Vika [28.1K] · Answer 1 · 2022-05-01T01:18:24+03:00

The complete question is as follows:

The admission directory of Big City University has a novel idea. He proposed using the IQ scores of current students as a marketing tool. The university agrees to provide him with enough money to administer IQ tests to 50 students. So the director gives the IQ test to an SRS of 50 of the university’s 5000 freshman. The mean IQ score for the sample is xbar=112. The IQ test he administered is known to have a σ of 15. What is the 95% Confidence Interval about the mean?

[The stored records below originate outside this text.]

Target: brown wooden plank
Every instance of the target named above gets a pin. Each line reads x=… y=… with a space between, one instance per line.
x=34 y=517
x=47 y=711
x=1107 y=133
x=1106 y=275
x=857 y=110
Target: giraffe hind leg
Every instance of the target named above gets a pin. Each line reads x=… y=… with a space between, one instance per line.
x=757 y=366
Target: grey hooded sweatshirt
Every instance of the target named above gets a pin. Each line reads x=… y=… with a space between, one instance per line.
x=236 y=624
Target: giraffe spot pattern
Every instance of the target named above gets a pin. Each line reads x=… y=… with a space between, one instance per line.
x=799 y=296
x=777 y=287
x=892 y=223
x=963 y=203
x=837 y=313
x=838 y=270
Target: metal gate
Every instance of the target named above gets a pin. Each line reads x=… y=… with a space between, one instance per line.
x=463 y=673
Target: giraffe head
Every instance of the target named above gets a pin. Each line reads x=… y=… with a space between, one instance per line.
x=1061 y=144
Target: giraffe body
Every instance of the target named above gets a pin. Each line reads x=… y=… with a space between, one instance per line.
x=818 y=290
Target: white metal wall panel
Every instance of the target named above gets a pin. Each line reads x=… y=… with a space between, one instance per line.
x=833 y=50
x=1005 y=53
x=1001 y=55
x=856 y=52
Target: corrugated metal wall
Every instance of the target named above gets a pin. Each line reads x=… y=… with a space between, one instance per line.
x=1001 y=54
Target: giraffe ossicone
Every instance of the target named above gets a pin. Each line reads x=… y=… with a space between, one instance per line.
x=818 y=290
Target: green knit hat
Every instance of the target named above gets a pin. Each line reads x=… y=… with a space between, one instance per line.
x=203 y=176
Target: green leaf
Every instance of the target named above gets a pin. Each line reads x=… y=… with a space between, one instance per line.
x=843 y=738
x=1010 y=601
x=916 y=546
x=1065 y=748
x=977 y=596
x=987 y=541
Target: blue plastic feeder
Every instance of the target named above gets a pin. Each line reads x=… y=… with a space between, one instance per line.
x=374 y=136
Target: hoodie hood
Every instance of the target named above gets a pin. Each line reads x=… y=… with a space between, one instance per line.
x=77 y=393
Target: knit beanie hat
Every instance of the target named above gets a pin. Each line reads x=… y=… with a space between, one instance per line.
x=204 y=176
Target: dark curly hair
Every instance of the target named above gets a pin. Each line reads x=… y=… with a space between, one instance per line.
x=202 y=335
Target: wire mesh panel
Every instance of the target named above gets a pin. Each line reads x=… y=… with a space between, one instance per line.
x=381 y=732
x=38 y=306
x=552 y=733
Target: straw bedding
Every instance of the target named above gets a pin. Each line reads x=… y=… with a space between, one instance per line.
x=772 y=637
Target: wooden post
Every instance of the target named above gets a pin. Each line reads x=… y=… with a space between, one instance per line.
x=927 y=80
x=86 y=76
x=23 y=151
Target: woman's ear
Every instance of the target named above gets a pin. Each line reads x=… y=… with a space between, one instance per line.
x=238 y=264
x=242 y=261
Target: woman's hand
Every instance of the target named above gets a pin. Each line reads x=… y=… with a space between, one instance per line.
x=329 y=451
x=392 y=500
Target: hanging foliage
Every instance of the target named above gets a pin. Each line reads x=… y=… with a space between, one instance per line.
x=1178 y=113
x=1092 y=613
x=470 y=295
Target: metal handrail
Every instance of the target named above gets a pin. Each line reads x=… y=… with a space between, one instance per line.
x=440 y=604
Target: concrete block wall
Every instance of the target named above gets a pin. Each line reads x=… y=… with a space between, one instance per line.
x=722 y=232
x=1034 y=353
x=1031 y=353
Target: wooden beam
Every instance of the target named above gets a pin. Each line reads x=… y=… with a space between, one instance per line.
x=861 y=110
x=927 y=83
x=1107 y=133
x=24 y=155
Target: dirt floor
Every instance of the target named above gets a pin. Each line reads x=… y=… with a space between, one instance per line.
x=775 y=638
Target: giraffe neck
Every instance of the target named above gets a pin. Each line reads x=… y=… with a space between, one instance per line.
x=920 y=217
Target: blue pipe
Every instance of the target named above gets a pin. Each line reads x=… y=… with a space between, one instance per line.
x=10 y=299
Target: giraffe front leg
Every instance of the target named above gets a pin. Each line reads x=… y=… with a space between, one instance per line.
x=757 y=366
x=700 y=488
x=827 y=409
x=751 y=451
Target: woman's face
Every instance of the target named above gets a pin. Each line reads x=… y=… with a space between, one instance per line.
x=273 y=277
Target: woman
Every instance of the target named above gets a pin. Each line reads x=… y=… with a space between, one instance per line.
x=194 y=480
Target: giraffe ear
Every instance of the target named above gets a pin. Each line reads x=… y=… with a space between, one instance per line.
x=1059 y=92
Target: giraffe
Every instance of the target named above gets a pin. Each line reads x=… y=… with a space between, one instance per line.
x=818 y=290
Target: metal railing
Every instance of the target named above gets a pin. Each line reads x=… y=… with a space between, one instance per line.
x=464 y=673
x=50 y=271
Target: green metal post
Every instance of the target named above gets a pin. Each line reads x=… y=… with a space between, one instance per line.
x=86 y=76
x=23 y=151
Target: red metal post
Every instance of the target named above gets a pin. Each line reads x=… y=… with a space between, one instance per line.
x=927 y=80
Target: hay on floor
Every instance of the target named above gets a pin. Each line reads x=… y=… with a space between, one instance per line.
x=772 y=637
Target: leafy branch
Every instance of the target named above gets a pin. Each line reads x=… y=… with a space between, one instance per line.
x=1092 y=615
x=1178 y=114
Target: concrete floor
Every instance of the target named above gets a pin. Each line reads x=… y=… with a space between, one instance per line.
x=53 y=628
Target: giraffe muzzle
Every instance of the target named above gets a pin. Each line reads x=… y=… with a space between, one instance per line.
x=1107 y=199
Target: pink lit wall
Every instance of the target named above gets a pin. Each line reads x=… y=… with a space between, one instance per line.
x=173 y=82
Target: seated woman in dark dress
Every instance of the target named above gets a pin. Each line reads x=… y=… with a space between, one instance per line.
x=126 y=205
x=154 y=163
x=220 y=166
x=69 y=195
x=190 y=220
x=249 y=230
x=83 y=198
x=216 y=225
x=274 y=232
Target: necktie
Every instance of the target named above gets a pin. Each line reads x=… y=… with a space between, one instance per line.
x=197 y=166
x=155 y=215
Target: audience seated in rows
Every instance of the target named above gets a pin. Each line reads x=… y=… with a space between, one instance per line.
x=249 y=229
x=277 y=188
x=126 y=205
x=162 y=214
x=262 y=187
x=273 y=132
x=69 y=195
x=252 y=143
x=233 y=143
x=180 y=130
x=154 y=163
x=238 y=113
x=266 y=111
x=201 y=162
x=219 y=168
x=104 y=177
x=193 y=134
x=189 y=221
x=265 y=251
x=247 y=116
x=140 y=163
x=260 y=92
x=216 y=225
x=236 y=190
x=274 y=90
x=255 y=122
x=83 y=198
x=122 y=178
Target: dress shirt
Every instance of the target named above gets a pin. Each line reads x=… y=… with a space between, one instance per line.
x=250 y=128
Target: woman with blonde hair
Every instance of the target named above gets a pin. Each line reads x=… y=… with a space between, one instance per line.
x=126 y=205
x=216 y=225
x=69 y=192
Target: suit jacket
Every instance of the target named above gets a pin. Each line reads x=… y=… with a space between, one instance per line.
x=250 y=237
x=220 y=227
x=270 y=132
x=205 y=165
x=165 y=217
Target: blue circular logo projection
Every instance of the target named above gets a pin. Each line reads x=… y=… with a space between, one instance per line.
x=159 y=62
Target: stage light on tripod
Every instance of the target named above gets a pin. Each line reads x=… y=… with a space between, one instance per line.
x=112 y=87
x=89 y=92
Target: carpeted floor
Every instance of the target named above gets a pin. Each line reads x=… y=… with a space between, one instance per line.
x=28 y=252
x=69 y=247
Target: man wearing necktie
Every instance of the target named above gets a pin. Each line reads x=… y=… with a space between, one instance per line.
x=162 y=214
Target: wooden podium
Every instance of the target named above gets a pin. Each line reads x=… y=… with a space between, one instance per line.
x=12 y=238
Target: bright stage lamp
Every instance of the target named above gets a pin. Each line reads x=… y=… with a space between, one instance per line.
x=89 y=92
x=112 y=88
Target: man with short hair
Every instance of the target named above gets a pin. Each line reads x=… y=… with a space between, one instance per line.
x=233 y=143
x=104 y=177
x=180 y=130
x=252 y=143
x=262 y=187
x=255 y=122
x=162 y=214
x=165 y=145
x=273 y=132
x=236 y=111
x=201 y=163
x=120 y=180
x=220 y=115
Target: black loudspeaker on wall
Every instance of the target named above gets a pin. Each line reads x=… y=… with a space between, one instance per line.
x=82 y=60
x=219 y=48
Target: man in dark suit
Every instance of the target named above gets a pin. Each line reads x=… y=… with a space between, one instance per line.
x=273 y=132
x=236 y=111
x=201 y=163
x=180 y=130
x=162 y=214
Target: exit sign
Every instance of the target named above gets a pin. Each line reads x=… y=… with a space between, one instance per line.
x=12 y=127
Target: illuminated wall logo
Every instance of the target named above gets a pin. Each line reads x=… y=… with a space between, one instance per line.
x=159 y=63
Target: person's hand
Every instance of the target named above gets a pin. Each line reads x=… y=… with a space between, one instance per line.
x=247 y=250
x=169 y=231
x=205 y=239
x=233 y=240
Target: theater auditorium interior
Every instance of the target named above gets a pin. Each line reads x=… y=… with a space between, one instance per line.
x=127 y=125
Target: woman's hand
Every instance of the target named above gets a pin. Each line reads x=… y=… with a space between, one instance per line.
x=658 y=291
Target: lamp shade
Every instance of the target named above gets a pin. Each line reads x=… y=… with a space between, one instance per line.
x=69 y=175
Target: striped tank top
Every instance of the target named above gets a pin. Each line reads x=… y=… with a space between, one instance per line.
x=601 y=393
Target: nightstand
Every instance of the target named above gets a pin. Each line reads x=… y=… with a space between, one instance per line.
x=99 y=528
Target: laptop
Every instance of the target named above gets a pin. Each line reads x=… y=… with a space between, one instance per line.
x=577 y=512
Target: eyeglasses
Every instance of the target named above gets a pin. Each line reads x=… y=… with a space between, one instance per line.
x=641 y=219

What can the director say about the mean score of the population of all 5000 freshman?

Answer: The 95% confidence interval about the mean is $Confidence interval = 107.84 \leq \mu \leq 116.16$ .

The director can say that he is 95% confident that the mean IQ score of the 5000 freshmen lies between 107.84 and 116.16.

We follow these steps to arrive at the answer:

Since the population standard deviation of the IQ test is known, we can use the Z scores to find the confidence interval.

The formula for the confidence interval about the mean is:

$Confidence interval = \overline{X}\pm Z*\frac{\sigma}{\sqrt{n}}$

In the equation above, X bar is known as the point estimate and the second term is known as Margin of Error.

The Critical Value of Z at the 95% confidence level is 1.96.

Substituting the values in the question in the equation above we have,

$Confidence interval = \112\pm 1.96*\frac{15}{\sqrt{50}}$

$Confidence interval = \112\pm 4.157787873}$

$Confidence interval = 107.8422121 \leq \mu \leq 116.1577879$